I want to keep a track of this every 10 seconds.
Therefore i tried:
def repeat():
print(time.ctime())
threading.Timer(10, repeat).start()
f= open('ss.txt', 'w')
top= os.system("sudo top -d 1.0 -n 1| grep Mem")
s=str(top)
text = f.write(s)
print(text)
repeat()
But i am only gettin 3 printed.
I want the complete information to be stored in text file.
解决方案
The reason for your output (3) is that os.system() does not return what is written to stdout but the the return value of the executed command (which is normally not printed and therefore not seen by the user).
You, of course, want to get the stdout output. The simplest way to get that, is to use subprocess.run() rather than os.system(). It is generally adviced to use the subprocess module, over os.system() due to its greater capabilities.

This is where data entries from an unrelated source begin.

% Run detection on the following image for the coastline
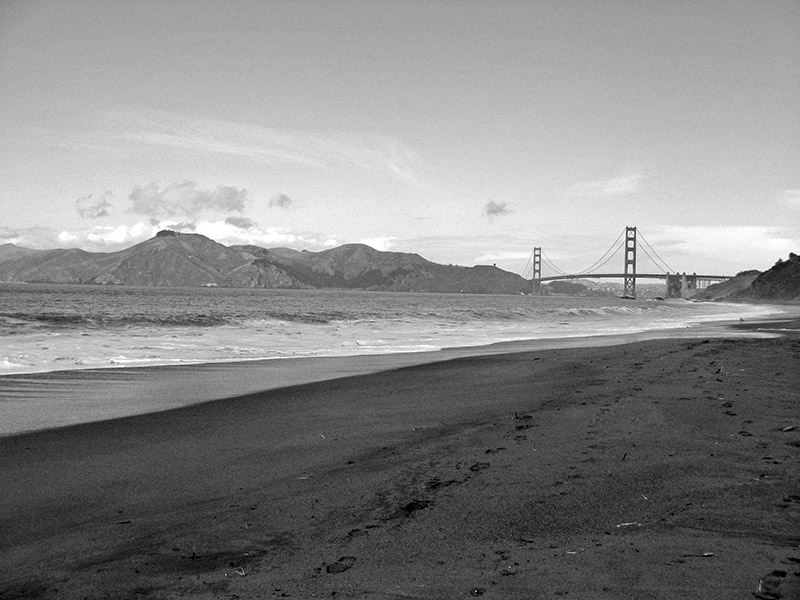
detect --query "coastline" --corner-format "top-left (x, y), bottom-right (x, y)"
top-left (1, 318), bottom-right (799, 598)
top-left (0, 310), bottom-right (792, 437)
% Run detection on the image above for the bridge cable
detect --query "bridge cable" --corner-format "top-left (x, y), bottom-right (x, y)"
top-left (637, 243), bottom-right (669, 274)
top-left (520, 248), bottom-right (535, 279)
top-left (637, 230), bottom-right (675, 273)
top-left (585, 242), bottom-right (624, 274)
top-left (575, 228), bottom-right (626, 275)
top-left (540, 250), bottom-right (570, 276)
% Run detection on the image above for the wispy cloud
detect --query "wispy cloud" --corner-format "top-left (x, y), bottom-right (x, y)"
top-left (75, 191), bottom-right (113, 219)
top-left (647, 225), bottom-right (797, 271)
top-left (568, 173), bottom-right (643, 197)
top-left (128, 181), bottom-right (247, 220)
top-left (0, 226), bottom-right (66, 248)
top-left (780, 189), bottom-right (800, 209)
top-left (483, 200), bottom-right (512, 218)
top-left (90, 106), bottom-right (422, 186)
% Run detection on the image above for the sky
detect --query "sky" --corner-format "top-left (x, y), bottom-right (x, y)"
top-left (1, 0), bottom-right (798, 277)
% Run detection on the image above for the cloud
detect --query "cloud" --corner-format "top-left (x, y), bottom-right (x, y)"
top-left (129, 181), bottom-right (247, 220)
top-left (269, 194), bottom-right (293, 209)
top-left (193, 220), bottom-right (337, 250)
top-left (166, 222), bottom-right (197, 231)
top-left (75, 191), bottom-right (113, 218)
top-left (86, 222), bottom-right (155, 246)
top-left (225, 216), bottom-right (257, 230)
top-left (646, 225), bottom-right (798, 272)
top-left (568, 173), bottom-right (643, 197)
top-left (360, 237), bottom-right (397, 252)
top-left (2, 220), bottom-right (341, 253)
top-left (0, 226), bottom-right (65, 248)
top-left (90, 106), bottom-right (422, 186)
top-left (483, 200), bottom-right (511, 218)
top-left (780, 189), bottom-right (800, 208)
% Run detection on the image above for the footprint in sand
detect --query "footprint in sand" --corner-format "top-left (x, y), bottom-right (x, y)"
top-left (753, 568), bottom-right (800, 599)
top-left (326, 556), bottom-right (356, 574)
top-left (470, 462), bottom-right (491, 472)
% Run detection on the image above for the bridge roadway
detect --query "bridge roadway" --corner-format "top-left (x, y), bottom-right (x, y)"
top-left (539, 273), bottom-right (731, 282)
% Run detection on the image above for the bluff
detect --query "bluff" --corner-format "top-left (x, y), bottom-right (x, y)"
top-left (692, 270), bottom-right (762, 302)
top-left (730, 253), bottom-right (800, 303)
top-left (0, 232), bottom-right (530, 294)
top-left (694, 253), bottom-right (800, 303)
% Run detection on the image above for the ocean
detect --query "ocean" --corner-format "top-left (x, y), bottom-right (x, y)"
top-left (0, 283), bottom-right (786, 435)
top-left (1, 282), bottom-right (780, 375)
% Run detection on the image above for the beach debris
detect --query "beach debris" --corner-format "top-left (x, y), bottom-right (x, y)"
top-left (469, 588), bottom-right (486, 596)
top-left (565, 548), bottom-right (585, 555)
top-left (781, 425), bottom-right (796, 432)
top-left (326, 556), bottom-right (356, 574)
top-left (234, 566), bottom-right (246, 576)
top-left (682, 552), bottom-right (714, 558)
top-left (615, 522), bottom-right (641, 528)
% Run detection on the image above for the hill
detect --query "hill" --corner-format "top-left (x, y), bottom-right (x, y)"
top-left (729, 253), bottom-right (800, 303)
top-left (0, 232), bottom-right (531, 294)
top-left (693, 270), bottom-right (762, 302)
top-left (694, 253), bottom-right (800, 303)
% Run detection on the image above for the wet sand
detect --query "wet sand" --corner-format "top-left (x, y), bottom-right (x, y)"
top-left (1, 322), bottom-right (799, 599)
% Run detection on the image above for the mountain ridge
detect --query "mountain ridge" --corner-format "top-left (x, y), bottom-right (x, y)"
top-left (0, 232), bottom-right (531, 294)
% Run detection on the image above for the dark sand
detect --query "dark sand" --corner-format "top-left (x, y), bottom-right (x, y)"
top-left (1, 323), bottom-right (799, 599)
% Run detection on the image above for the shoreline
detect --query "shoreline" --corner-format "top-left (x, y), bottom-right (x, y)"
top-left (0, 312), bottom-right (793, 437)
top-left (1, 326), bottom-right (799, 599)
top-left (0, 298), bottom-right (790, 378)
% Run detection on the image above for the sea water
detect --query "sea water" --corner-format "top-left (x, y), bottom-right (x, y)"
top-left (1, 283), bottom-right (789, 436)
top-left (0, 283), bottom-right (781, 375)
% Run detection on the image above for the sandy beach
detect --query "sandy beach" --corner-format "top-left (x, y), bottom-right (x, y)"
top-left (1, 321), bottom-right (799, 599)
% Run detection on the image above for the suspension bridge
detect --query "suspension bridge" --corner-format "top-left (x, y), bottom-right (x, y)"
top-left (523, 226), bottom-right (732, 299)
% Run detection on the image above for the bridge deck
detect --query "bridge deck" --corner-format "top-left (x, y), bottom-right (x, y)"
top-left (539, 273), bottom-right (730, 282)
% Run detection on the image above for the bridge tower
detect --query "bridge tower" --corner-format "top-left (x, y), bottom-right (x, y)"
top-left (532, 247), bottom-right (542, 294)
top-left (623, 226), bottom-right (637, 298)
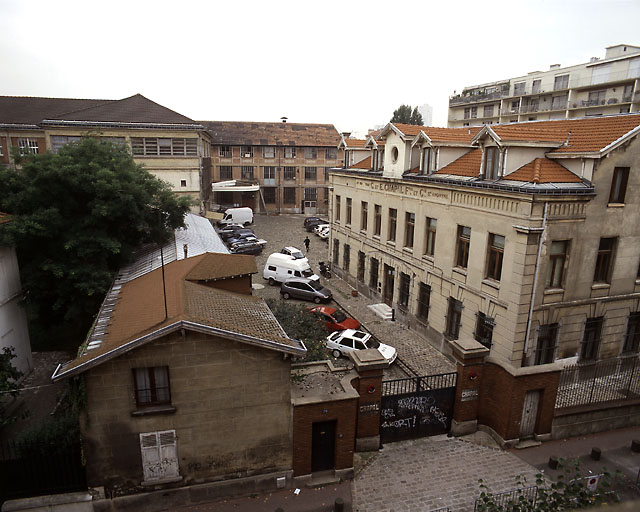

Also, instead of doing a grep it is possible to filter the output data in Python itself. This is simpler and removes the need for piping shell commands. Piping shell commands requires shell=True as parameter to subprocess.run() which may be dangerous, especially if running sudo, as it may allow the one executing the program access to all of the system, is not handled carefully. I don't think it is a risk with your current program, but things change and evolve, and all of a sudden it is...
Thus, a solution to your problem would be
import subprocess
cmd = ['sudo', 'top', '-d', '1.0', '-n', '1']
p = subprocess.run(cmd, stdout=subprocess.PIPE, universal_newlines=True)
with open('ss.txt', 'w') as f:
for line in p.stdout.split('\n'):
if 'Mem' in line:
f.write(line)
Unfortunately I am currently not a on Linux machine, so I cannot test the code, which means there may be minor issues, but try it and let me know if it does what you want.
Also note that subprocess.run() requires a rather new version of Python (3.5 or newer) otherwise you have to fall back on p = subprocess.check_output(...) and p.communicate().